In 2005, I encountered Brosh HaBika for the first time. It was just after the horrible disengagement from Gaza and the former residents of a small community named Shirat HaYam, Hebrew for the Song of the Sea, were searching for a place to call home. They had been forced from their homes in Gush Katif but didn’t want to live in hotels for months. They wanted to start again in a place that needed settlement. They spent a few weeks in Kedumim, at the empty dormitories of the girls’ high school, until school began. Then they moved to Alon Shvut, where they spent time in empty dormitories in that community. Finally, they found the Jordan Valley and decided that is where they wanted to relocate. Their first stop in the Jordan Valley was at Brosh HaBika, a vacation village totally unsuited for long-term living for families. But for a few months, it was home.

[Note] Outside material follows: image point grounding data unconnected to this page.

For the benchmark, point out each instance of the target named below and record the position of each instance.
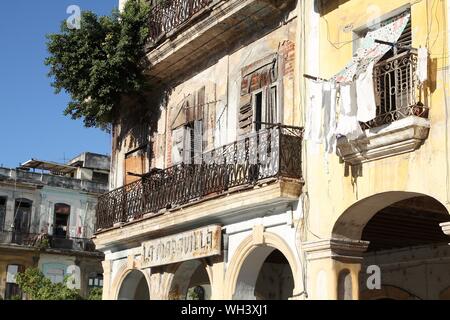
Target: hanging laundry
(329, 123)
(313, 127)
(348, 125)
(422, 65)
(367, 109)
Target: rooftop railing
(167, 15)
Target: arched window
(22, 215)
(62, 218)
(345, 286)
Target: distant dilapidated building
(47, 216)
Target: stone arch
(352, 221)
(248, 249)
(178, 276)
(388, 292)
(121, 277)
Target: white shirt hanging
(329, 124)
(348, 123)
(313, 127)
(422, 65)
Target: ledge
(218, 27)
(402, 136)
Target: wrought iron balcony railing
(167, 15)
(44, 241)
(272, 153)
(396, 90)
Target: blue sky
(32, 124)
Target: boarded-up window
(187, 139)
(62, 218)
(135, 162)
(187, 143)
(12, 289)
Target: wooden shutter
(245, 114)
(271, 111)
(178, 145)
(188, 140)
(201, 100)
(135, 164)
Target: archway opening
(190, 282)
(265, 275)
(408, 223)
(134, 287)
(407, 246)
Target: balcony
(167, 16)
(186, 33)
(401, 124)
(44, 241)
(271, 155)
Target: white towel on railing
(313, 126)
(422, 65)
(367, 109)
(348, 124)
(329, 122)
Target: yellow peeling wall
(330, 187)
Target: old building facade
(223, 195)
(47, 217)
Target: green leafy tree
(100, 63)
(37, 287)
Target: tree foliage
(100, 63)
(37, 287)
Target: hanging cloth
(422, 65)
(367, 109)
(371, 51)
(314, 121)
(348, 123)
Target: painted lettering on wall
(185, 246)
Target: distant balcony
(43, 241)
(187, 34)
(270, 155)
(401, 124)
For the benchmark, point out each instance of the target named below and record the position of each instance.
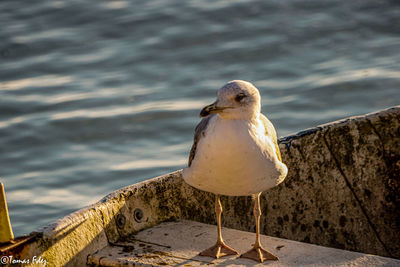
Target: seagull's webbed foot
(259, 254)
(220, 249)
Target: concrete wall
(342, 191)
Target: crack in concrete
(348, 184)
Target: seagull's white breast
(235, 158)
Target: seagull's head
(235, 100)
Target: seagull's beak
(210, 109)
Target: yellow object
(6, 233)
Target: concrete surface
(342, 191)
(179, 243)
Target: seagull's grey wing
(270, 131)
(198, 134)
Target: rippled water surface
(96, 95)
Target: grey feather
(198, 134)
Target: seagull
(235, 153)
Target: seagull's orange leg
(258, 253)
(220, 249)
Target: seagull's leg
(220, 249)
(258, 253)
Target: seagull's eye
(239, 97)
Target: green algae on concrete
(342, 191)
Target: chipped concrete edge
(92, 227)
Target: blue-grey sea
(99, 94)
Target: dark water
(96, 95)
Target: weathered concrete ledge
(342, 191)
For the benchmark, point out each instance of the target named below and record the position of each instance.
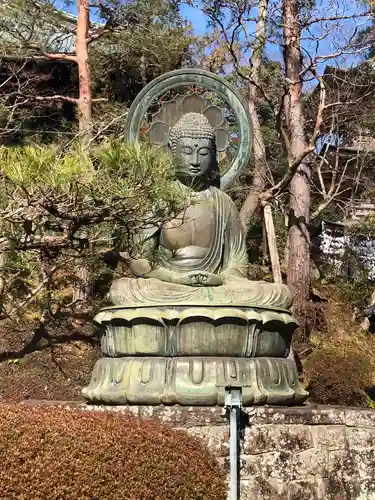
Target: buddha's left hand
(202, 278)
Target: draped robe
(225, 256)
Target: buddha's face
(194, 157)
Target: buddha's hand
(202, 278)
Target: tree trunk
(81, 291)
(84, 73)
(299, 206)
(258, 184)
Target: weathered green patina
(190, 322)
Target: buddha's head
(193, 145)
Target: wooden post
(272, 246)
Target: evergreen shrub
(55, 453)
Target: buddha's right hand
(203, 278)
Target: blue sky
(328, 44)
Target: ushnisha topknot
(192, 126)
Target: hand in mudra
(202, 278)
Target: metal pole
(233, 448)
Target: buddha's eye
(187, 150)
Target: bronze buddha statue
(199, 257)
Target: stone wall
(300, 453)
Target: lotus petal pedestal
(187, 355)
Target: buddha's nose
(194, 162)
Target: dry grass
(340, 366)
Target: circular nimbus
(208, 81)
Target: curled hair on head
(191, 126)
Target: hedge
(53, 453)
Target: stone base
(196, 381)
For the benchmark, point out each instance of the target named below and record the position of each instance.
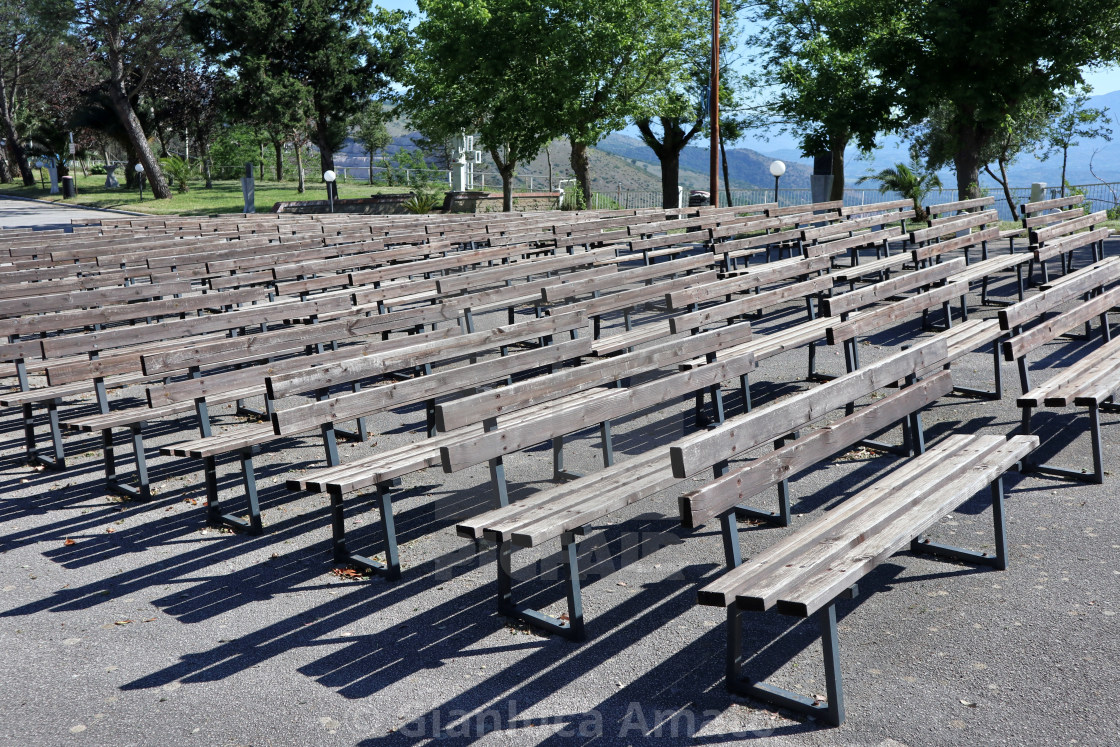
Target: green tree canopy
(828, 90)
(501, 90)
(337, 53)
(981, 61)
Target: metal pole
(714, 162)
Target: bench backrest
(725, 493)
(699, 451)
(1091, 279)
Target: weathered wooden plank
(885, 289)
(748, 280)
(610, 405)
(738, 435)
(755, 581)
(348, 407)
(1056, 203)
(748, 304)
(866, 321)
(961, 223)
(1051, 328)
(1066, 227)
(502, 401)
(739, 485)
(896, 534)
(939, 248)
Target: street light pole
(329, 176)
(714, 114)
(777, 168)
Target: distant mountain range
(1103, 155)
(624, 161)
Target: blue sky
(1104, 80)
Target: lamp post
(777, 168)
(328, 176)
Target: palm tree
(907, 181)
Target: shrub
(178, 170)
(572, 197)
(426, 198)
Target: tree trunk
(138, 140)
(207, 166)
(967, 161)
(837, 190)
(9, 124)
(668, 150)
(299, 167)
(1002, 183)
(548, 157)
(727, 180)
(581, 167)
(1065, 159)
(17, 151)
(506, 169)
(278, 146)
(326, 156)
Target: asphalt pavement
(136, 624)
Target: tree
(908, 181)
(28, 30)
(828, 90)
(341, 52)
(681, 108)
(981, 61)
(128, 39)
(608, 56)
(371, 131)
(501, 90)
(1074, 120)
(53, 113)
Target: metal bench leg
(249, 479)
(733, 553)
(780, 517)
(35, 454)
(571, 628)
(831, 711)
(997, 560)
(558, 469)
(608, 444)
(142, 489)
(391, 569)
(1094, 431)
(210, 477)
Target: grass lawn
(224, 197)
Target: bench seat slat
(740, 484)
(893, 537)
(1063, 388)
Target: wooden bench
(1062, 240)
(320, 414)
(1092, 380)
(490, 425)
(563, 512)
(803, 575)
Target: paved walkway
(22, 213)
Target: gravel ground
(136, 624)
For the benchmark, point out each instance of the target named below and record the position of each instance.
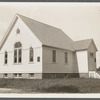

These two associations with Brosh HaBika seem tenuous at best. I am assuming that Sraya Ofer was involved in hosting the families from Shirat HaYam, but I can’t be sure. I visited the Shirat HaYam people in Brosh HaBika, but I can’t remember who was running the place at the time.
But remembering the trauma of those families as they tried to find a final place to settle and at the same time, connecting with the tragedy of the Ofer family this week, I am able to form a coherent picture. Eight years ago, close to 10,000 people were forced from their homes in Gush Katif for a promise of peace that was flimsy at best. As a result of that terrible experiment, thousands suffered the trauma of dislocation and unemployment. And tens of thousands have suffered from missile and artillery attacks on and off ever since. The terrorists who took over the Gaza Strip in 2005 are the same sort of terrorists who murdered Sraya Ofer. Different place, different victims, similar butchers.
Sometimes I wonder if we occupy the same planet. What sort of human being attacks another human being with an axe? And that is the question that should hover in the background as we review the debate that is currently taking up the international stage regarding Iran. Prime Minister Binyamin Netanyahu addressed the United Nations a couple of weeks ago and has been giving interviews in the US and around the world ever since. Following upon a stunning performance by President Rouhani of Iran, who showered UN representatives with smiles, Netanyahu played the bad guy. He refused to play into the hands of Rouhani and, instead, slipped into the role of the little boy in the Emperor’s New Clothes. While presidents and prime ministers were falling over themselves trying to explain Rouhani’s apparent change of heart, Netanyahu declared to all who would listen that the emperor was naked, that Ruhani’s smiles were an act, aimed at lulling naïve leaders into relieving the sanctions that were crippling Iran.
When we look at Iran we have to remember that the leadership of that country does not follow the same rules that we do. They have declared repeatedly that Israel has no right to exist and Iran has made its intentions to destroy Israel quite clear. Netanyahu has referred frequently to the parallels between today’s threat from Iran and the threat from Nazi Germany some 70 years ago. Then, the nations of the world tried to ignore the looming threat as they tried to appease the enemy. By the time they woke up to the danger, millions were on their way to being killed.
It is difficult, if not impossible, for decent people to imagine that fellow human beings are capable of such heinous acts. We can’t fathom that a country would pour billions of dollars into an effort whose sole purpose is to destroy others. But that is exactly what Iran has done. And, in the same way, it is so difficult for us to fathom that a couple of terrorists would axe a man to death. Or that another terrorist would stab a nine-year old girl on her own porch, as happened just last week in Samaria, in the community of Psagot.
But we fail to fathom these horrific scenarios at our own peril. As I write these words, so-called peace talks are taking place under a cloak of secrecy, between Israel and the Palestinians, under the watchful eyes of the Americans. Netanyahu has stated that he would be willing to offer a Palestinian State under certain circumstances. No one in Israel knows whether Netanyahu is willing to make extreme concessions to the Palestinians or whether he is going through the motions under the assumption that the Palestinians will never compromise.
There is no doubt in my mind that there are good people among the Palestinians. But an integral part of their society, an integral part of so many of the societies that surround us, includes a level of violence and inhumanity that is repugnant to us on every level — nuclear programs aimed at destroying millions, axe murderers, child killers.
Do we really occupy the same planet? Is it possible to live in peace with people whose moral values, codes of behavior and societal norms are so repugnant to us? But the greatest challenge of all is retaining our dream of peace, our hope for a brighter future even as we view the reality around us clearly and realistically. As much as we would prefer the rose-colored vision, we cannot afford it.